LwIP seems to be pretty much only free TCP stack that is used everywhere. Most of the uc vendors integrate it, mbed integrates it, etc. As with all bare metal and resource-optimized code, there can be issues when going to the bare minimum and running in low-memory conditions etc. For example, messing with buffer pool sizes can give you configurations, where there is not enough memory to work after some conditions and everything goes bad.
The performance depends a lot on what configuration is the stack used with. How many RX DMA buffers, how much memory for buffer pool. Increasing TCP MSS gives good results on throughput, but takes again much more memory and memory is one thing that uc-s typically lack.
Probably most of the issues happen in user code, because implementing a service on top of raw api can have quite lot of pitfalls. For example, proper handling of TCP abort (abort can come at any time, including before accepting connection etc). It took me a lot of debugging and testing to get everything right (espescially when programming a multi-connection service having quite high throughput). Another possible issue is a out-of-memory deadlock when the application gathers a lot of incoming data and does not free it until it gets a buffer to send out reply, but the memory is stuck in the incoming buffers. So definitely programming network stuff on embedded bare-metal platforms is much more difficult and error-prone than on desktop os-s.

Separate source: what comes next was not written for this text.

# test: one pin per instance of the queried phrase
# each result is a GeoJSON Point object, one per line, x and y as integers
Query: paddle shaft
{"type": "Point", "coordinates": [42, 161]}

A quirk i've patched out of lwip is the tcp out-of-memory connection priority handling. For some reason, they implemented it in a way, that in out-of-memory condition new incoming connection with SAME or higher priority is preferred. This means that if another connection comes into the same service and the system is low on memory, the previous connection that is being serviced is killed and buffers released. At some point, nothing gets done anymore, because services retrying will kill eachother. This happens in very low memory implementations only. After patching it out, my HTTP/1.0 server is able to respond >400 connections/sec of dynamic JSON system status on 48MHz STM32F107.
Pricewise, the STM32F107 + KSZ8081 has really good value and it is hard to beat; at the same time it still is cortex-m3. If it has enough processing power and memory for the task, then use it. I've used LPC1768 (and 69, 7x) too; they are also very good chips, better in most of the aspect, but not in the same price league as F107. If the product is higher volume and/or price sensitive, this can be a deal breaker. If your budget allows for higher end micro (for TCP, RAM memory is the first thing you run out of), go with it and don't waste your time trying to optimize and slim down everything. If you're planning to migrate down to F107, better start with F207 or F407 and then you can later on use the same know-how, tools and code on F107. Afaik, NXP does not have pricewise anything close.